A l’occasion du démarrage des épreuves du « Bac sport », Le blog pédagogique reprend un article de la plume de notre ami Mustapha Chikh Zaouali qui date depuis 2024 consacré à cette épreuve. Pour l’auteur et pour bien d’autres personnes, le "bac sport" soulève des problématiques récurrentes en Tunisie, liées à son organisation, son impact pédagogique, et ses conséquences sociales. L’article plaide pour l’annulation
de l’épreuve finale d’éducation physique, au profit de l’évaluation continue,
en rappelant les précédents historiques et les difficultés persistantes :
coûts élevés, incidents divers, pratiques frauduleuses, et montée des cours
particuliers.

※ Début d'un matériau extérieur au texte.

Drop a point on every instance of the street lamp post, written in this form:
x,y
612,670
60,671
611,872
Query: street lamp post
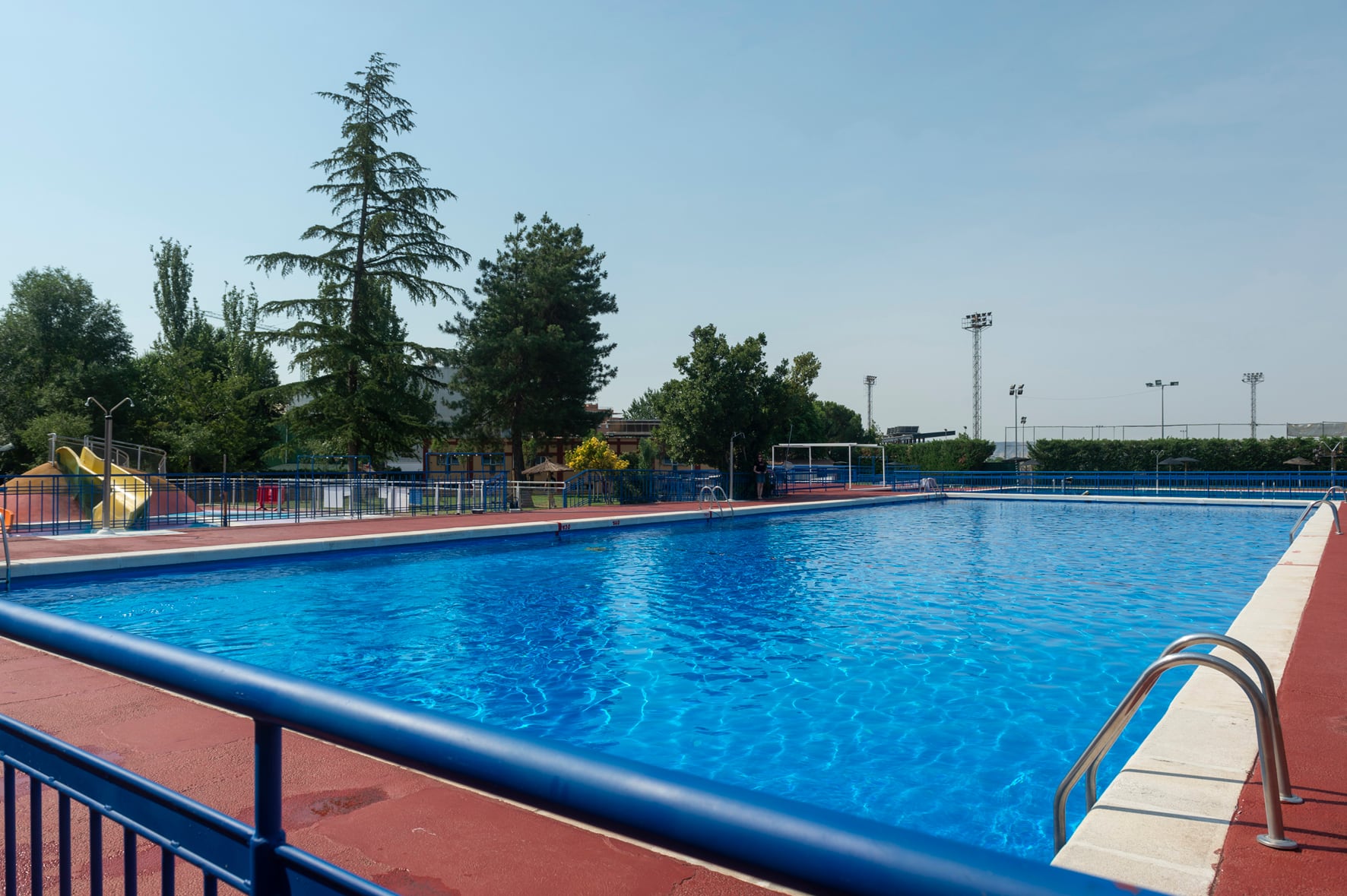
x,y
1163,387
106,457
731,496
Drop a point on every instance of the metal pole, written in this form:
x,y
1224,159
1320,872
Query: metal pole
x,y
106,458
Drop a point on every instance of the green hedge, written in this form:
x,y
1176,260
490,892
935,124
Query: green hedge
x,y
1212,454
961,453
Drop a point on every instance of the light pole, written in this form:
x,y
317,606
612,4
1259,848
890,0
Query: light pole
x,y
106,457
975,324
731,496
1253,380
1163,387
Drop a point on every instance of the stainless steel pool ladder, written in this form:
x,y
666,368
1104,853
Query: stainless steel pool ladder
x,y
1264,700
1329,500
706,498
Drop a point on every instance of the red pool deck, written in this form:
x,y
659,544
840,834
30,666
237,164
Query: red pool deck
x,y
1312,701
423,837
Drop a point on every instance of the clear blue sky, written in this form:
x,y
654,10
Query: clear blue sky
x,y
1133,190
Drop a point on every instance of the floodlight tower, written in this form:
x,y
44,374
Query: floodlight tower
x,y
1253,380
977,324
1163,387
869,402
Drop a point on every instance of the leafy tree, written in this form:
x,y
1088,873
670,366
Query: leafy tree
x,y
213,395
645,406
179,317
366,380
594,453
531,355
727,390
59,345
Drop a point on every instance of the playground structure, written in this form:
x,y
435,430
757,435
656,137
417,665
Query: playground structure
x,y
66,493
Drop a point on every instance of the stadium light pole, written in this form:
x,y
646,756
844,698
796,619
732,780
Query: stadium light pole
x,y
869,402
731,496
1253,380
106,457
1163,387
1017,391
977,324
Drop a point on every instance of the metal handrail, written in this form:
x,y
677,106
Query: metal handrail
x,y
1276,836
710,499
1326,500
1269,694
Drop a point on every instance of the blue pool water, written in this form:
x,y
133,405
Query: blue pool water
x,y
935,666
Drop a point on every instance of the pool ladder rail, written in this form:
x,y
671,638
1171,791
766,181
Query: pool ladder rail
x,y
1326,500
715,500
1264,700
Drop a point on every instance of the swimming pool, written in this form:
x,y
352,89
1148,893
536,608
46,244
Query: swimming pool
x,y
933,664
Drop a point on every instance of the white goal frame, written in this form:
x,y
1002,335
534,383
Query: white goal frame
x,y
849,446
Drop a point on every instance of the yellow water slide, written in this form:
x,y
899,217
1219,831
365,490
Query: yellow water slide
x,y
129,492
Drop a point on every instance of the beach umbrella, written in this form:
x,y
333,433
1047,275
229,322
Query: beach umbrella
x,y
546,467
1300,464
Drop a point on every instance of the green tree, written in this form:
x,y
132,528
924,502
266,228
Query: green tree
x,y
392,404
726,390
213,395
349,341
530,352
59,345
594,453
179,317
645,406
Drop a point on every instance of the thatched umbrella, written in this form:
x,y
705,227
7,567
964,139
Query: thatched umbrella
x,y
546,467
1300,464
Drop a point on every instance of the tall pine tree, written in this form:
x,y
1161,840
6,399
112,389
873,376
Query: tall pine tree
x,y
532,353
366,383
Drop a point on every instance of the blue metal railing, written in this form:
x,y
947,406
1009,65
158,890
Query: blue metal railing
x,y
589,488
1268,486
809,848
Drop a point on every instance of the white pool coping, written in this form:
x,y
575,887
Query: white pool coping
x,y
87,563
1160,825
1163,821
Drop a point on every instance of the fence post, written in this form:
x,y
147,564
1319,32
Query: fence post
x,y
268,833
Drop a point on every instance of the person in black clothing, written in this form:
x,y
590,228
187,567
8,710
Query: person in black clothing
x,y
760,474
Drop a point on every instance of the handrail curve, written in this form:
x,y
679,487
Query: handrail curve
x,y
1310,507
1111,730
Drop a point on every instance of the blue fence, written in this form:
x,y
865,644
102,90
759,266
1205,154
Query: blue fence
x,y
811,849
1165,484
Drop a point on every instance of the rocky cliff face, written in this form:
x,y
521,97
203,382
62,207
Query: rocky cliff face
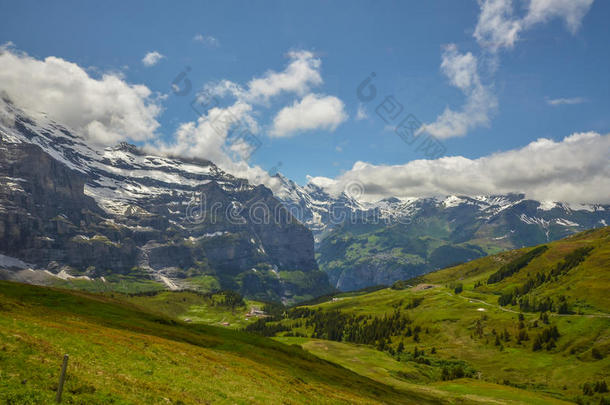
x,y
67,206
361,244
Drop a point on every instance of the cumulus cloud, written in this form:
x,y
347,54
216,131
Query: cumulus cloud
x,y
299,76
152,58
312,112
569,101
498,28
361,113
105,110
229,135
461,70
574,169
207,40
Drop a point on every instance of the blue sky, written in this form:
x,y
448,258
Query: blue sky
x,y
402,42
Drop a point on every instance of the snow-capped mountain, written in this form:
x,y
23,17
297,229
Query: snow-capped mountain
x,y
322,213
73,209
360,244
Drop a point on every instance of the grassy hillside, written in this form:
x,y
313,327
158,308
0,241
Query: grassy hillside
x,y
450,324
121,354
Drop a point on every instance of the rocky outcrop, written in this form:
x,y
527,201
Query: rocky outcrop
x,y
100,212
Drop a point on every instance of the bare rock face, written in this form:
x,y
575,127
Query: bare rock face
x,y
118,210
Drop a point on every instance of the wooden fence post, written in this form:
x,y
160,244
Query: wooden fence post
x,y
62,378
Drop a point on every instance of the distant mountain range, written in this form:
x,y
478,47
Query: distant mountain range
x,y
69,210
361,244
72,211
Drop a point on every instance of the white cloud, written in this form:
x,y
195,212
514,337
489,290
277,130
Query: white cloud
x,y
361,113
461,70
206,139
497,27
561,101
573,170
312,112
572,11
105,110
152,58
207,40
302,73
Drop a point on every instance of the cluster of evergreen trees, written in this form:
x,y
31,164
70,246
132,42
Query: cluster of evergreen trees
x,y
597,387
262,327
546,339
515,265
531,304
362,329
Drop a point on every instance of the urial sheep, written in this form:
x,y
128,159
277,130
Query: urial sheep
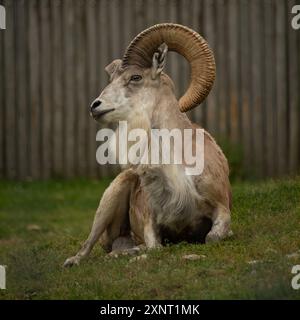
x,y
146,204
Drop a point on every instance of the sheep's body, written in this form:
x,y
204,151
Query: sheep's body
x,y
152,203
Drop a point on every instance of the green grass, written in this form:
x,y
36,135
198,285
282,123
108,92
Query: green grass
x,y
266,226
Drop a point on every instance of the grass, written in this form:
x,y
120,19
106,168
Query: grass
x,y
266,221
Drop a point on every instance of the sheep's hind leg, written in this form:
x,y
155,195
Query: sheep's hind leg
x,y
221,225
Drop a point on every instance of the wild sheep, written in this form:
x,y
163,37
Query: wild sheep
x,y
145,204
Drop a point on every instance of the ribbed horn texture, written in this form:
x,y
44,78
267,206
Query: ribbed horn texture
x,y
187,43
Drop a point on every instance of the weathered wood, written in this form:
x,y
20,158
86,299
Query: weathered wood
x,y
233,69
52,59
210,29
81,107
34,90
245,83
294,98
10,94
94,70
256,85
69,87
46,98
57,88
281,90
2,109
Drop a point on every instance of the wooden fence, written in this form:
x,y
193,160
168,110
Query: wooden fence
x,y
52,59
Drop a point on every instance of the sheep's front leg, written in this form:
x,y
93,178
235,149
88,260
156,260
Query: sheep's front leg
x,y
151,236
221,225
112,208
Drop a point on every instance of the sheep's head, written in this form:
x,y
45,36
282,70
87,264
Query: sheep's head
x,y
137,79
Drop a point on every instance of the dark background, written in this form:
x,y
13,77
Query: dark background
x,y
52,59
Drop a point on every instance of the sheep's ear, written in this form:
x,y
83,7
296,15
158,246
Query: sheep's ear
x,y
113,67
159,60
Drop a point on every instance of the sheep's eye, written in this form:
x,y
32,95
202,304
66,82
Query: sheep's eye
x,y
136,78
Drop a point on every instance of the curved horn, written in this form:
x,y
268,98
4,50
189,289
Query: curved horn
x,y
187,43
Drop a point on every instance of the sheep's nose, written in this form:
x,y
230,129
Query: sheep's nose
x,y
95,104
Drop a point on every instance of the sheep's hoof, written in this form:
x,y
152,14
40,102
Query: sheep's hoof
x,y
70,262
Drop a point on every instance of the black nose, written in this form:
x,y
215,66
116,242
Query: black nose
x,y
95,104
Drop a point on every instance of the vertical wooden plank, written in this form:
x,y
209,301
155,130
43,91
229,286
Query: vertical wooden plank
x,y
172,67
81,103
222,81
21,89
245,83
191,19
95,53
281,90
2,107
57,87
233,69
69,92
294,86
114,13
210,28
35,102
45,76
270,101
10,93
106,50
256,47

Enfin, l’auteur propose de transformer les
célébrations « du bac sport" en projets éducatifs intégrés,
valorisant la créativité des élèves dans des cadres encadrés et constructifs.[1] Nous tenons à remercier notre ami M.C.Zaouali,
pour ses multiples contributions à l’enrichissement du blog pédagogique et nous souhaitons la poursuite de cette coopération. |
La Tunisie
vit ces jours-ci, et durant toute la période du 15 au 27 avril 2024, au rythme
de ce qu’on appelle le "bac sport". Nous profitons de l’intérêt
général suscité par ce rendez-vous annuel et de son suivi par les familles, et
par les différents médias pour faire part de nos observations et nos propositions à ce sujet, espérant ainsi
contribuer à l’ouverture d’un débat public autour des problématiques soulevées
par cet évènement national. Nous
espérons ainsi accélérer la prise d’une décision officielle tant attendue pour la suppression de "l’épreuve de
fin d’année en éducation physique" et le recours exclusif aux résultats du
contrôle continu.
Cet article
propose un rappel de quelques avis et de
données objectives issus des études pédagogiques et des rapports officiels, qui
devraient convaincre l’opinion publique et les responsables de la nécessité
d’adopter rapidement cette proposition ainsi que d’autres propositions.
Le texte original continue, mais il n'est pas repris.